As it is, the two things prove pleasantly complementary. If da Vinci himself were here for his National Gallery retrospective, he might have nipped across to the other show, if only to see how the 500 years of enlightenment he helped unleash on the world has turned out.

Hackett’s book and exhibition dates from her former career as spokeswoman for the Institute of Physics in Ireland, where, among other things, she learned to appreciate the power of poster images in communicating complex ideas.

In 2012, she set herself the task of detailing 500 years of human progress in this way. This involved first breaking up the period into manageable units – five years at a time – and then compiling a list of the more interesting developments (12 maximum) during each. After that, she set a team of designers loose on the facts, challenging them to incorporate the lists into illustrations that dramatised one or more of the featured milestones.

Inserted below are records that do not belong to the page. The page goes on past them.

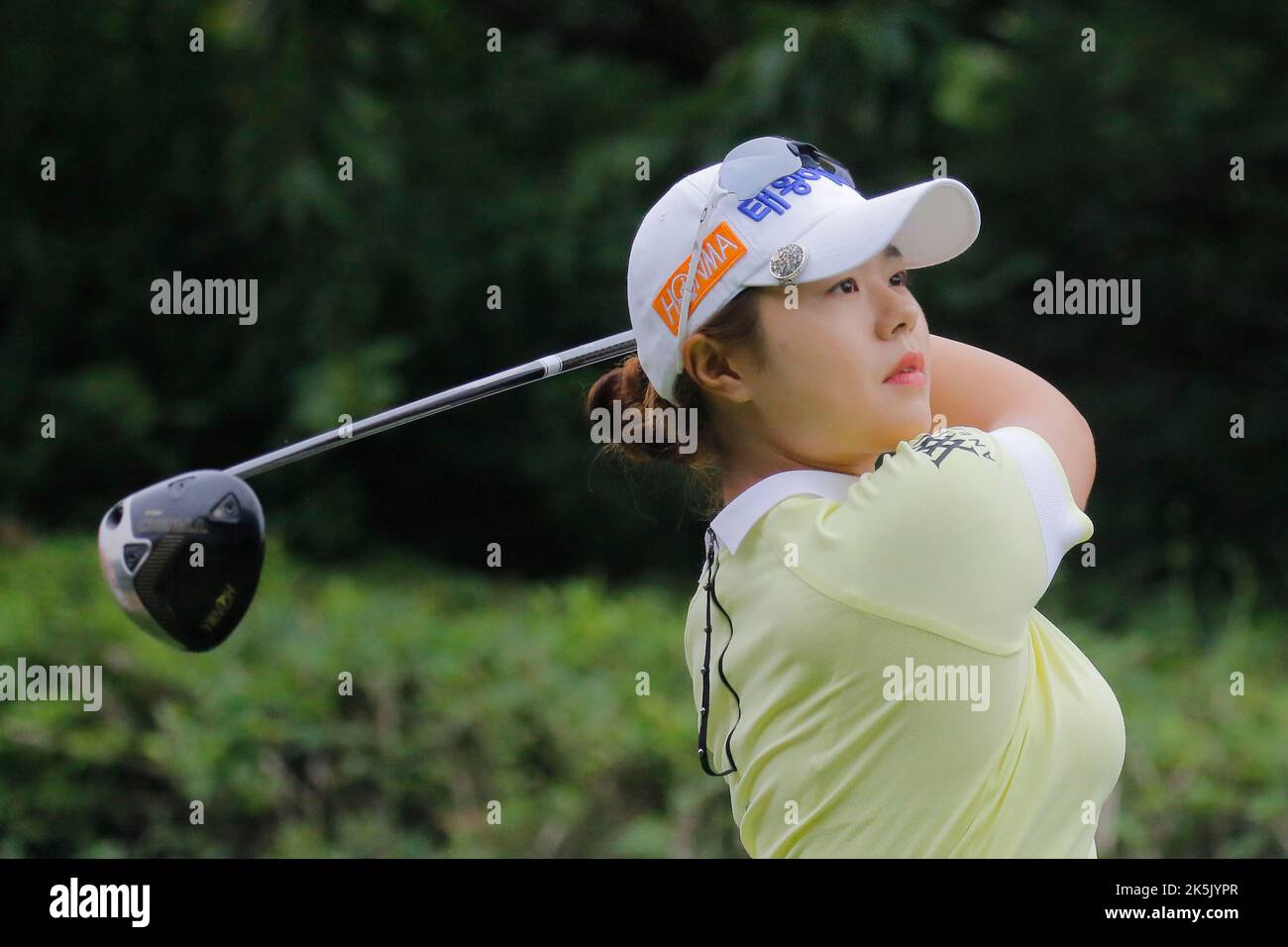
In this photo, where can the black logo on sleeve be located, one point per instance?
(939, 446)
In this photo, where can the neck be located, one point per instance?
(750, 471)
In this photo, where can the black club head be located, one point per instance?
(183, 557)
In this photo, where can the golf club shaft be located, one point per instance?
(609, 347)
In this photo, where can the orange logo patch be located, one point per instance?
(720, 250)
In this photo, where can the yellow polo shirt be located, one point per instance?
(901, 694)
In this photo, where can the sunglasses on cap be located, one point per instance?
(743, 172)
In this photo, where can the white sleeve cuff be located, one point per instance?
(1063, 523)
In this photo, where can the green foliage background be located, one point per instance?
(469, 690)
(518, 170)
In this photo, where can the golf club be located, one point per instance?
(183, 557)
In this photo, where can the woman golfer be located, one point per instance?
(887, 685)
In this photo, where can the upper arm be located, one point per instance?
(958, 532)
(1069, 437)
(986, 390)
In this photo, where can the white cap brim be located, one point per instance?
(928, 223)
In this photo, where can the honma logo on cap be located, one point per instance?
(720, 250)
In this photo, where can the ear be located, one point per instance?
(715, 368)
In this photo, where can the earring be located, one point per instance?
(787, 263)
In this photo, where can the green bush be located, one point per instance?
(471, 689)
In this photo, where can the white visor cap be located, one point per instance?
(836, 227)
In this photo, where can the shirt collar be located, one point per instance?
(746, 509)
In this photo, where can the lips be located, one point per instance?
(909, 369)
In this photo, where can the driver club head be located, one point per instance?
(183, 557)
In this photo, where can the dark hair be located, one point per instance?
(737, 324)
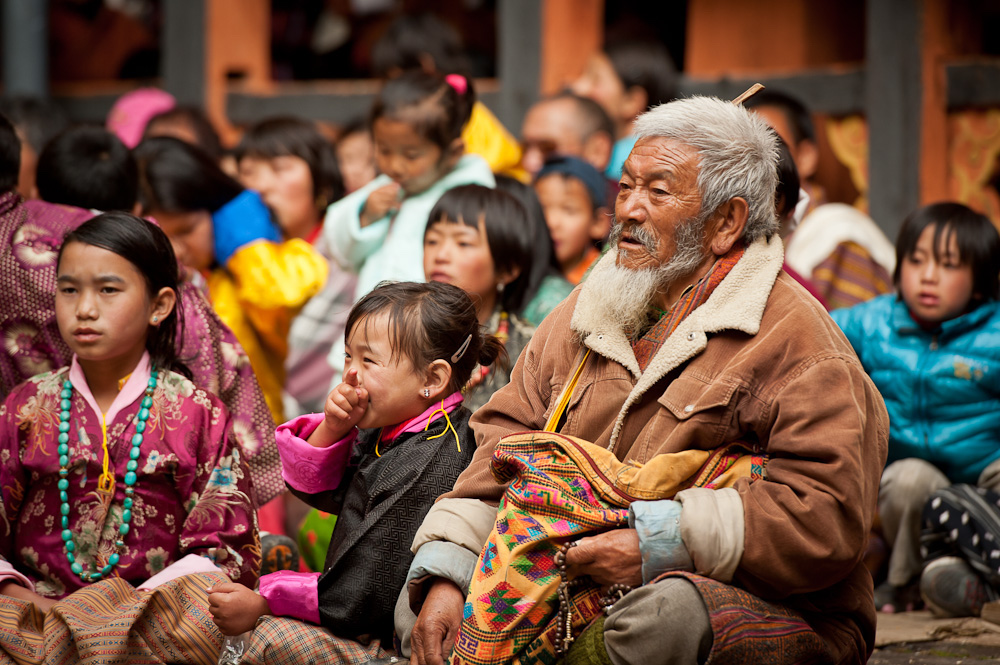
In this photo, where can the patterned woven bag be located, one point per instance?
(561, 489)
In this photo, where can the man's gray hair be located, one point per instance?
(739, 154)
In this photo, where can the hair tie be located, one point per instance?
(458, 82)
(461, 350)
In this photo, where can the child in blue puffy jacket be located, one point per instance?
(933, 350)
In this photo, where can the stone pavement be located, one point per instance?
(918, 638)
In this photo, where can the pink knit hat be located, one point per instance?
(129, 115)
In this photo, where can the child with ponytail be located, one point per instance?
(393, 437)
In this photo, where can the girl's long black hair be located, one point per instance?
(146, 246)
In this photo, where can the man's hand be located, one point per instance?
(437, 624)
(235, 608)
(609, 558)
(380, 203)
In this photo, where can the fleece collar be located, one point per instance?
(736, 304)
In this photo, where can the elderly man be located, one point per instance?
(697, 339)
(566, 124)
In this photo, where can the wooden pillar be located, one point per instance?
(936, 47)
(894, 104)
(205, 42)
(572, 30)
(541, 47)
(25, 48)
(183, 58)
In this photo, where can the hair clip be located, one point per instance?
(461, 350)
(458, 82)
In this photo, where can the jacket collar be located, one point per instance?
(736, 304)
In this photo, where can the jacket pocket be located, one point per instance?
(687, 397)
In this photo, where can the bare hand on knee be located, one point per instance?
(437, 624)
(608, 558)
(15, 590)
(235, 608)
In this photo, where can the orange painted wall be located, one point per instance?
(571, 31)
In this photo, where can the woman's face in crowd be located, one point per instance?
(455, 253)
(191, 235)
(285, 183)
(935, 289)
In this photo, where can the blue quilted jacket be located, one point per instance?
(942, 389)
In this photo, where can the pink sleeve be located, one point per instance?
(292, 594)
(8, 572)
(305, 467)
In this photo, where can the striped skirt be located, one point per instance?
(112, 622)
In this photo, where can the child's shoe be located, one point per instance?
(891, 599)
(952, 589)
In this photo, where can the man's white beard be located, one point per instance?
(623, 297)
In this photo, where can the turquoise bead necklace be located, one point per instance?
(130, 480)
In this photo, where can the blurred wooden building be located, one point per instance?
(905, 93)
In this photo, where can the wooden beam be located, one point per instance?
(829, 91)
(894, 102)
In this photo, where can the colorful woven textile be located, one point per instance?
(748, 629)
(647, 346)
(562, 488)
(112, 622)
(286, 641)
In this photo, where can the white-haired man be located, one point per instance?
(697, 339)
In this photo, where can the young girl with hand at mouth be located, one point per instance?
(377, 231)
(393, 437)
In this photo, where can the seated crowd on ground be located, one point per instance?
(628, 389)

In a few cases, the facts themselves became the design, as for the period 1500-1505, in which the various lines of text (including one about da Vinci's Mona Lisa in 1505) radiate in the shape of a comet's tail, referencing another epochal event of the period.

But sometimes, one of the textual details alone proved irresistible. You probably know of Martin Luther as a founder of Protestantism, who nailed 95 theses to a church door. Less well publicised, however, is that he also once smuggled his future wife and 11 other apprentice nuns out of a convent in herring barrels.

Barrels of nuns

When a graphic artist has the chance to depict 12 fish barrels, each containing a nun, the other events of the 1520s (including discovery of the analgesic properties of diethyl ether) can be safely relegated to a conventional list, on the margins.

Da Vinci himself, as the National Gallery’s exhibition notes, believed that an image could transmit knowledge “more accurately and concisely than any words”.

The paradox is that he also took the trouble to extensively annotate many of his drawings. But then, as his contemporary Albrecht Dürer demonstrated, pictures are not always reliable either.

One of the more entertaining designs in Hackett’s exhibition is based on Dürer’s 1515 woodcut of a rhinoceros, an animal he had never seen. He worked from descriptions and someone else’s sketch. Despite which, Dürer’s imagined version of the species – he gave it a plated hide, for example, like an armadillo – remained influential for centuries afterwards

The fictionalised rhino plates are useful to Hackett's purpose in providing spaces for the various text bites, although they also illustrate the pitfalls of writing. One of the plates mentions the 1516 publication of Thomas More's Utopia, complete with a typo. Too late, Hackett noticed an extra "o" in the author's surname, and realised she had made a rhino's posterior of his famous book, in more ways than one.

The Visual Time Traveller exhibition and pop-up shop is at the Fumbally Exchange, 5 Dame Lane, until May 15th, with daily talks from the curator at 1.15pm. Leonardo da Vinci: Ten Drawings from the Royal Collection continues at the National Gallery of Ireland until July 17th.